At this time, there is no county mental health team dedicated to providing onsite support for people who are not deemed to be an immediate threat. UCSB does have a team that can respond to mental health issues of this nature, but the resource is only provided to people affiliated with the university. Since Rodger was a Santa Barbara City College student, he wouldn’t have had access to this support.

Soon, however, the county will be able to provide this type of assistance to anyone who needs it. Recently, the county received a $11 million grant to augment the mental health crisis system. “This will allow us to not only have a crisis team but to create a robust crisis system,” Grimmesey said. Plans are in the works to form triage teams in each region that will work 24/7 to provide support for mental health issues. The triage team could be called in by law enforcement or other organizations to link people to the resources and help they need. She said that coordination with law enforcement is being discussed right now. “That’s something we have talked about — a co-response,” she said.

In addition to funding a triage team, the grant money will also be used to set up a crisis stabilization unit specifically for mental illness. She said it will be an urgent care for psychiatric needs. “The whole goal is to help stabilize people so they don’t need to be hospitalized,” she explained. However, the triage team and the crisis stabilization unit are not in place yet. She said, “We are still planning out how this will work.”

For now, however, everyone in the Isla Vista area is just trying to deal with the aftermath of the shootings. Jeanne Stanford, UCSB director of Counseling and Psychological Services (CAPS), said that representatives have provided support in many different ways. “We walked around I.V. distributing flyers on grief response and where to get help; we talked with staff in the local stores, particularly where students were injured; we put resources on our CAPS website and Facebook page.” Counseling services have been offered throughout Isla Vista, in apartments, residence halls, classrooms, lecture halls, and the Graduate Student Association.

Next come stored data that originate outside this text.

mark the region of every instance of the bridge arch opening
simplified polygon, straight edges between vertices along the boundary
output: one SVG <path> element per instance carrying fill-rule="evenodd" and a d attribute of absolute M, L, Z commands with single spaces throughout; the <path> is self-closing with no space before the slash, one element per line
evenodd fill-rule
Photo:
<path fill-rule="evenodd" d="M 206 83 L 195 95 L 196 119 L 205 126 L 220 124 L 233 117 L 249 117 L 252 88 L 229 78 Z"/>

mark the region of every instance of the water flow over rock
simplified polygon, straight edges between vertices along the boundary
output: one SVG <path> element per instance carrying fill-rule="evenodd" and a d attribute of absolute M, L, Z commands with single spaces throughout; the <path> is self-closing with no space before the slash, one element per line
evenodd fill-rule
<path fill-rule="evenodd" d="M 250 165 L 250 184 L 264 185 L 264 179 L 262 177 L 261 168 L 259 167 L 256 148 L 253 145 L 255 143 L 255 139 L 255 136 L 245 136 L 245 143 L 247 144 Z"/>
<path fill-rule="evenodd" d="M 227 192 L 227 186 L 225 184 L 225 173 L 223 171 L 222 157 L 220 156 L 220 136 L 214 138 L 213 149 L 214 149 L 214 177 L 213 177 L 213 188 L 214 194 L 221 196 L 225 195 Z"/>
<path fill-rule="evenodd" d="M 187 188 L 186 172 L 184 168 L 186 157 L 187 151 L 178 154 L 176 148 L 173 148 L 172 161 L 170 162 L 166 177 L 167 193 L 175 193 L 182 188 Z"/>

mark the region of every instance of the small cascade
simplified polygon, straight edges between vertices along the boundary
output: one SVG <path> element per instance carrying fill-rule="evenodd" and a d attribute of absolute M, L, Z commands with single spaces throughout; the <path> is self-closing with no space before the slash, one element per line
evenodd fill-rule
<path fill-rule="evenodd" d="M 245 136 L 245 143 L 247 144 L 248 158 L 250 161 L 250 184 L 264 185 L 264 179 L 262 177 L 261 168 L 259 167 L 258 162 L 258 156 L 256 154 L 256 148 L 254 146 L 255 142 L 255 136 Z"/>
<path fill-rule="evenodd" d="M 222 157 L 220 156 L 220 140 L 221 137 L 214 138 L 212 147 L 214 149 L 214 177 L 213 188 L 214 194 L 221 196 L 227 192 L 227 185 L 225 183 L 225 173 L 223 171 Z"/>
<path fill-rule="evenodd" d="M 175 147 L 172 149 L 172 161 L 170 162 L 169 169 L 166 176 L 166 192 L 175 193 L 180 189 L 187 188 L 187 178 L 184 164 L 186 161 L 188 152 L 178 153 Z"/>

Resources are available for parents as well. Stanford said, “We talk with parents and answer their questions; we try to help coach them on how to talk with their child; we help them get their student to counseling if that is what’s needed. We let them know about the Distressed Student Response team if they are concerned about their student and want someone to intervene. We connect the parent to appropriate campus or off-campus resources.”

When asked how long it can take for someone to get over a tragedy like this, Stanford said, the normal healing process may take six to eight weeks. However, she added, “Grief is individualized and we try not to set a limit as to when someone should feel better.”